Here is a question and some answer for it. Now my question is a bit outside the box. Well, put operators between the numbers show to get the end result:

10   10   10 = 6
11   11   11 = 6


As you can see some examples in the above link, also here is an example:

2 + 2 + 2 = 6


So, what operators should I have between them for 10 and 11 ?

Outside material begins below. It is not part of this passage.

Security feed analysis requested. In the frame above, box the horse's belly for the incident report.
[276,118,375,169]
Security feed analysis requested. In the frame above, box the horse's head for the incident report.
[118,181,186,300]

• downvoted it because even though the puzzle is nice I think the explanation is wrong and incomplete. For example, you say you can only put operators between the numbers. The accepted answer doesn't have it only between the numbers. Also I think you should have said what operators are allowed. And also no mention of the use of parentheses because I think that technically isn't an operator. Nov 19 '15 at 14:15
• @IvoBeckers sorry, I don't know english very well. Nov 19 '15 at 14:16

10.

$(\sqrt{10-10/10})! = 6$

11.

$\lfloor\log 11\rfloor+\lfloor\log 11\rfloor+\lfloor\log 11\rfloor=6$

• Oh wait, log11 is less than 1.5, So, its round will be 1, not 2. Right? Nov 19 '15 at 16:23
• Well, in this case $\log$ refers to the natural logarithm, i.e., $\log_e$. So $\log_e(11) = 2.39...$. Nov 19 '15 at 16:26
• It seems to me that Carl used the natural logarithm (the one with e), ln(11), which is approximately equal to 2.4
– user10531
Nov 19 '15 at 16:27
• If you are not fine with the natural logarithm, consider this instead $(\lfloor\sqrt{11-11/11}\rfloor)! = 6$ :-) Nov 19 '15 at 16:30
• WTF !!! Your brain is not normal :P !! Bravo ... good for you Nov 19 '15 at 16:31

For all integers $n > 1$, we can write

$$\frac{\log \left( \log(n) / \log \left( √√√√√\sqrt{n} \right) \right)}{\log(\lceil √√\dots\sqrt{n} \rceil )}=6$$

First, we use the fact that $$\log(n) / \log(√√√√√\sqrt{n}) =64.$$

To get a "free" $2$, we repeatedly take the square root of our number $n$: we know that for all $n > 1$, $1 < \sqrt{n} < n$, so eventually we approach $1$ from above, but never reach it. Then, we take the ceiling of this value, and get $\lceil 1+\varepsilon \rceil = 2$.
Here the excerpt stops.